At 05:45 ET (10:45 GMT), Brent Oil Futures expiring in January fell 0.9% to $64.30 per barrel and West Texas Intermediate (WTI) crude futures dropped 0.9% to $60.13 per barrel.
Both contracts jumped more than 1% on Tuesday.
US crude stocks rise sharply - API
Data from the American Petroleum Institute (API) showed U.S. crude stocks rose by 4.4 million barrels in the week ended Nov. 18, more than three times the prior week’s build of 1.3 million barrels. Gasoline inventories climbed by 1.55 million barrels and distillate inventories increased by 577,000 barrels.
The inventory rise came as broader supply forecasts point to a potential overhang in early 2026. Producers have kept output elevated, while global agencies have warned that demand growth may not be strong enough to absorb available supply.
"Overall, the report was relatively bearish. However, the market will be more focused on the release of the widely followed US Energy Information Administration (EIA) inventory numbers later today," ING analysts said in a note.
U.S. sanctions against Russia loom
At the same time, markets are focused on U.S. sanctions targeting Russian oil companies Rosneft and Lukoil, which are set to take effect on Nov. 21.
The measures will restrict access to U.S.-dollar financing and limit transactions with the firms.

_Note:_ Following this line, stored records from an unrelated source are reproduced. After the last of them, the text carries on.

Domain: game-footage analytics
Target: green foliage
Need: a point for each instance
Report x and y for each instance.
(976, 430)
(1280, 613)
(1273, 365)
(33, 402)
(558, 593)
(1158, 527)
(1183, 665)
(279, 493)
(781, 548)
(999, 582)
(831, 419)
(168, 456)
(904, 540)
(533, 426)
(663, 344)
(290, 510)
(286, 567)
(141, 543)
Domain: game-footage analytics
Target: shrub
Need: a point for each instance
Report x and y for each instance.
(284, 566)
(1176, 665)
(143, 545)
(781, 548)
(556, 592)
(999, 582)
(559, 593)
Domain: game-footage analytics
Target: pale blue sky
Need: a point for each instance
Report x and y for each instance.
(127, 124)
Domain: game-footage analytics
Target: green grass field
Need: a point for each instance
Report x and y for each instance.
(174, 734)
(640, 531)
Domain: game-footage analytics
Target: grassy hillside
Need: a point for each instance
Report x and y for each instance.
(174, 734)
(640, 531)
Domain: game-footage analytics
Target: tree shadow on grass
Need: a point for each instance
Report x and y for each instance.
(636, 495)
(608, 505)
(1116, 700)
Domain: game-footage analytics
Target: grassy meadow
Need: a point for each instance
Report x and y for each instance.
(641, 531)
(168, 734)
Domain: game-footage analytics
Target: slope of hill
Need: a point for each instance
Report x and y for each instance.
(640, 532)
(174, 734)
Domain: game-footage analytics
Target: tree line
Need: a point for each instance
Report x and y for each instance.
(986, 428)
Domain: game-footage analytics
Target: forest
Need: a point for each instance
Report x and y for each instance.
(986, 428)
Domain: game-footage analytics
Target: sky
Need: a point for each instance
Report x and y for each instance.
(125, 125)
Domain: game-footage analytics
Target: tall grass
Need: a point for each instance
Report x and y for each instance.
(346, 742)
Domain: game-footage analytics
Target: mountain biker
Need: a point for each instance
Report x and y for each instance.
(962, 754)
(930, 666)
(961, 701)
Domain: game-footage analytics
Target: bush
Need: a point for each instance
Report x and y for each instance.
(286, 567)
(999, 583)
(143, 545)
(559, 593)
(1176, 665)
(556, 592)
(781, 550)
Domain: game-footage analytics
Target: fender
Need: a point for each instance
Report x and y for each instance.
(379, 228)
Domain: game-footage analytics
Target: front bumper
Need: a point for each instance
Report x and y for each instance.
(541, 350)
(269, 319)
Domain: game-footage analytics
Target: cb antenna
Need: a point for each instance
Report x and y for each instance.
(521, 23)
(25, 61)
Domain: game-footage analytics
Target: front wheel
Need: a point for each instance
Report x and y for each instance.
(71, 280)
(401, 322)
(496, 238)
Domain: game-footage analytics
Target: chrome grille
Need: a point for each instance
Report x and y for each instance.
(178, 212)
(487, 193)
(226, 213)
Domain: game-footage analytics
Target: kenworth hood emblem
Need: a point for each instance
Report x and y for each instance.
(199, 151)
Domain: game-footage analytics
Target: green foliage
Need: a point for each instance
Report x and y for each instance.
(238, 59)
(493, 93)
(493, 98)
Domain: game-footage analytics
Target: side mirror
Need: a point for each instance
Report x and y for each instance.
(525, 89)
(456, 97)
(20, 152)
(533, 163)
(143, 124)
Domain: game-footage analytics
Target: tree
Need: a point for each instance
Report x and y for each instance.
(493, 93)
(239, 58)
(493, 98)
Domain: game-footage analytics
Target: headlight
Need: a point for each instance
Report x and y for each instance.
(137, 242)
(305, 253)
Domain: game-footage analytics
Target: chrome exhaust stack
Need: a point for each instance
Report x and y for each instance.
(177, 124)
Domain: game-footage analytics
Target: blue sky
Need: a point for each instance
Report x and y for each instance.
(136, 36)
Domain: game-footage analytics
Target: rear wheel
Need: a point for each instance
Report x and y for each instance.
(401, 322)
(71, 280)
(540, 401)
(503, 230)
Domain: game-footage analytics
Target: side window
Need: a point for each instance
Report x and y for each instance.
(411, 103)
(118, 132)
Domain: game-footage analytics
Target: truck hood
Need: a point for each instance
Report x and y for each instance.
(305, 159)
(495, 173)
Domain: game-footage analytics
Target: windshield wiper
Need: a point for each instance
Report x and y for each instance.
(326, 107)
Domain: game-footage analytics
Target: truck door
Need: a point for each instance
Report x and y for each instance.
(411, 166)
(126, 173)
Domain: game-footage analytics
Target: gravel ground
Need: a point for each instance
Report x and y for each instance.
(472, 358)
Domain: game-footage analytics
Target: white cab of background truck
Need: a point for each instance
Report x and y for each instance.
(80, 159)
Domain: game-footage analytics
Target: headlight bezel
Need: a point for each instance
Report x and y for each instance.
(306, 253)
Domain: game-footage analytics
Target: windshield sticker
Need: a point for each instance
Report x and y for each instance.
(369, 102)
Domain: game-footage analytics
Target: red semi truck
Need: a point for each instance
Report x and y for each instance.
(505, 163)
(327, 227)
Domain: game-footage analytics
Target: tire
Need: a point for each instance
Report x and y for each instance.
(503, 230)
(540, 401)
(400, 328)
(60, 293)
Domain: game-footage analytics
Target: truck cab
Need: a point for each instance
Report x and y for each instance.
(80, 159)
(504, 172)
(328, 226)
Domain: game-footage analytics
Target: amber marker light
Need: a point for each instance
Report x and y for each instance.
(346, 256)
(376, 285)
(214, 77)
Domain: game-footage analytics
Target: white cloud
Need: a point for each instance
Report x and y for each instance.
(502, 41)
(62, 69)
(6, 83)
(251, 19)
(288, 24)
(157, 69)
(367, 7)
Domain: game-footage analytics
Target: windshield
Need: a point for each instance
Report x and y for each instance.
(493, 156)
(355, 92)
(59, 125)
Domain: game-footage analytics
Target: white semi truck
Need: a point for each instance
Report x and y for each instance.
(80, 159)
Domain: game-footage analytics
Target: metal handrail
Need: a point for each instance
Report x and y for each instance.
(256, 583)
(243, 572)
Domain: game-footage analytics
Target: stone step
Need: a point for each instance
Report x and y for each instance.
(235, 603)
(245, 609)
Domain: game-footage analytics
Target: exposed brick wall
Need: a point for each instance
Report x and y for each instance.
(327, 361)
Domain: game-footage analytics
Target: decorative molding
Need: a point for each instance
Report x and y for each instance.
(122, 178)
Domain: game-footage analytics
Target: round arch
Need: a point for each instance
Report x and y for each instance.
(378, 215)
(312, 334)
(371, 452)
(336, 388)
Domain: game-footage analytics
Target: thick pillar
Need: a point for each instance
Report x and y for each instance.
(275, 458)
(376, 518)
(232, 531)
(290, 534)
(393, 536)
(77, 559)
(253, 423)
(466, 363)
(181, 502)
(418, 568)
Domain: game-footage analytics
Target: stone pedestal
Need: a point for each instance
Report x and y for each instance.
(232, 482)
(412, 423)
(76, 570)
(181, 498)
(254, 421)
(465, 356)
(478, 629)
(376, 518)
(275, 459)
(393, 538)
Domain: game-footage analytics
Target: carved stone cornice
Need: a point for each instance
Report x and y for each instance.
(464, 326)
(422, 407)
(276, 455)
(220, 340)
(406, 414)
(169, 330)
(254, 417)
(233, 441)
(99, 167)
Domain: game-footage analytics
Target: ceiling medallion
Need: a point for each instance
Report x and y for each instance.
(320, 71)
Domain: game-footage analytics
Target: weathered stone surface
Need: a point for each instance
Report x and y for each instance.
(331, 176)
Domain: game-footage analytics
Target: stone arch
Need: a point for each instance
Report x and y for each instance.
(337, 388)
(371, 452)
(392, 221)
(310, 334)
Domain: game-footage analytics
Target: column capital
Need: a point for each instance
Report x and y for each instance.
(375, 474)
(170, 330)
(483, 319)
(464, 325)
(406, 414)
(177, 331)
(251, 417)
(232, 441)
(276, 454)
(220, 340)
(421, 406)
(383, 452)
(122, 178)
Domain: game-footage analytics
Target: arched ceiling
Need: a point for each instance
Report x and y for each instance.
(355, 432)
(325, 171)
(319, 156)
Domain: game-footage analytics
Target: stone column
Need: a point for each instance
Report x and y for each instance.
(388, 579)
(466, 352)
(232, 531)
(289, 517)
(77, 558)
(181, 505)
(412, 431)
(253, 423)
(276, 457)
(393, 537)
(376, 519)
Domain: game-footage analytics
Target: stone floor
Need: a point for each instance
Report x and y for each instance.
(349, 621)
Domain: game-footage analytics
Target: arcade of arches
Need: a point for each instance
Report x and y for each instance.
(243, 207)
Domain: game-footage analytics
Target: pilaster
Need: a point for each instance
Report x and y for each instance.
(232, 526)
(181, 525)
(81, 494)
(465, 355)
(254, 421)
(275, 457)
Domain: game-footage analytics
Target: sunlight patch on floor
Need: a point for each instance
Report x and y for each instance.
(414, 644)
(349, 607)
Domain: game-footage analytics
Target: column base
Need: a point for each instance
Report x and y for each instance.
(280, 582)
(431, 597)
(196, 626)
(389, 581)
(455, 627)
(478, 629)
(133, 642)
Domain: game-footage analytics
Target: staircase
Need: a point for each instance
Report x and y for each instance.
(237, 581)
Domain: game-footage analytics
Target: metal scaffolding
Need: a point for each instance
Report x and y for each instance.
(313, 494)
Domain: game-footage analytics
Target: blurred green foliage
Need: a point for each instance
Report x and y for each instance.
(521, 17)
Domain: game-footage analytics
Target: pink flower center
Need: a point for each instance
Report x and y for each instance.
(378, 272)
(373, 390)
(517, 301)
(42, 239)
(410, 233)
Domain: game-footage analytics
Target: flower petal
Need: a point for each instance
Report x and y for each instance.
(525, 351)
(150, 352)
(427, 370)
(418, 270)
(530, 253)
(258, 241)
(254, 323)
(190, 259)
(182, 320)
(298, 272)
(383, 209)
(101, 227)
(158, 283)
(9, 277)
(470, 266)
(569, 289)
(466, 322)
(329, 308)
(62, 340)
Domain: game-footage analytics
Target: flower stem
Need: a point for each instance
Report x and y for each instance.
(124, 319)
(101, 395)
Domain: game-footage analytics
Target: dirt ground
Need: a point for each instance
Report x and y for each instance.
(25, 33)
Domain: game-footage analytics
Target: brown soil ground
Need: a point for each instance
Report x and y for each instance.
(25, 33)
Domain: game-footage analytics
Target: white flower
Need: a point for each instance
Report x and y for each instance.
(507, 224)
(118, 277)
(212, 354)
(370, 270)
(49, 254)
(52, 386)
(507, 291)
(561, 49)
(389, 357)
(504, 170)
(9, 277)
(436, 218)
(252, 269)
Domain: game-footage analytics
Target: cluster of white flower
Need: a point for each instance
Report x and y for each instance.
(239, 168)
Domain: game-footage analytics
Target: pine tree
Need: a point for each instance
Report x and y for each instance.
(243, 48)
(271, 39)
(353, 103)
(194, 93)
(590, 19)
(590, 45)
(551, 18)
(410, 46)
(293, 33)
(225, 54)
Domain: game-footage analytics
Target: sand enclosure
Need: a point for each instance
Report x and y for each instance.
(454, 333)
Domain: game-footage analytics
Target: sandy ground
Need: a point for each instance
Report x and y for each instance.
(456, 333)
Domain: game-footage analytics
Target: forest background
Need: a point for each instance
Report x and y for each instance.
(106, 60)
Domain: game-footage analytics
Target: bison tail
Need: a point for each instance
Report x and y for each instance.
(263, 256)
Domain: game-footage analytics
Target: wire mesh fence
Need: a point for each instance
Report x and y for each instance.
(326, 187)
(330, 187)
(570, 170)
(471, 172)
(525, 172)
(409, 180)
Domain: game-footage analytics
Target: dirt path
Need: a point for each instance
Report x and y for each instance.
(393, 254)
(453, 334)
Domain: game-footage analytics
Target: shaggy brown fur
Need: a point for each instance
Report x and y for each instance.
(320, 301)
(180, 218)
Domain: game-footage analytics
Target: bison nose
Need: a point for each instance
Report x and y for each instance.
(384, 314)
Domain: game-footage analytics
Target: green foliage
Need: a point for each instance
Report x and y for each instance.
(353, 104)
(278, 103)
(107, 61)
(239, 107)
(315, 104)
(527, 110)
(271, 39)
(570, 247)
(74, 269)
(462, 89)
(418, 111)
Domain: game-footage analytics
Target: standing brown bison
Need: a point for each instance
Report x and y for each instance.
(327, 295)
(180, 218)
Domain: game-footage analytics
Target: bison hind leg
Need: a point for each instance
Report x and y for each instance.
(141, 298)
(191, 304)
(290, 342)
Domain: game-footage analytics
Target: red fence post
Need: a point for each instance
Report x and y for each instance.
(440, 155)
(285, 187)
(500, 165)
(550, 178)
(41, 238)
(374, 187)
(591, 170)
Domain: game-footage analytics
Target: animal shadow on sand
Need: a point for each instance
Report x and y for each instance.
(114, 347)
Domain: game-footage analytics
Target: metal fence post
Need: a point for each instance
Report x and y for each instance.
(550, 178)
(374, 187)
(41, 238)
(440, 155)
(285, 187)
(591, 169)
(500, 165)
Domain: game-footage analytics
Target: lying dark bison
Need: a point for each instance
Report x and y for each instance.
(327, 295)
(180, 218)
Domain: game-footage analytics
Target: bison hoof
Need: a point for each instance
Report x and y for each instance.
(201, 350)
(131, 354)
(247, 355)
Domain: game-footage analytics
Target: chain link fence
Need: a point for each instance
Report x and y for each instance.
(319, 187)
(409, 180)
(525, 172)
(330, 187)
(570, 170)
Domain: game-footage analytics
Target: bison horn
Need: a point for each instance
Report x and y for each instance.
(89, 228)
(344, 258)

"Market participants appear more concerned about supply risks than the odds of a surplus going forward," ING analysts said.
"Worries over Russian diesel supply amid sanctions and Ukrainian attacks on Russian refineries are driving the market’s strength," they added, referring to Tuesday’s gains.
Meanwhile, an Axios report, citing U.S. and Russian officials, stated that the Trump administration has been quietly coordinating with Moscow to develop a new proposal aimed at ending the war in Ukraine.
A potential deal could reshape global supply expectations and sanctions policy, potentially lowering the geopolitical risk premium and pushing oil prices down.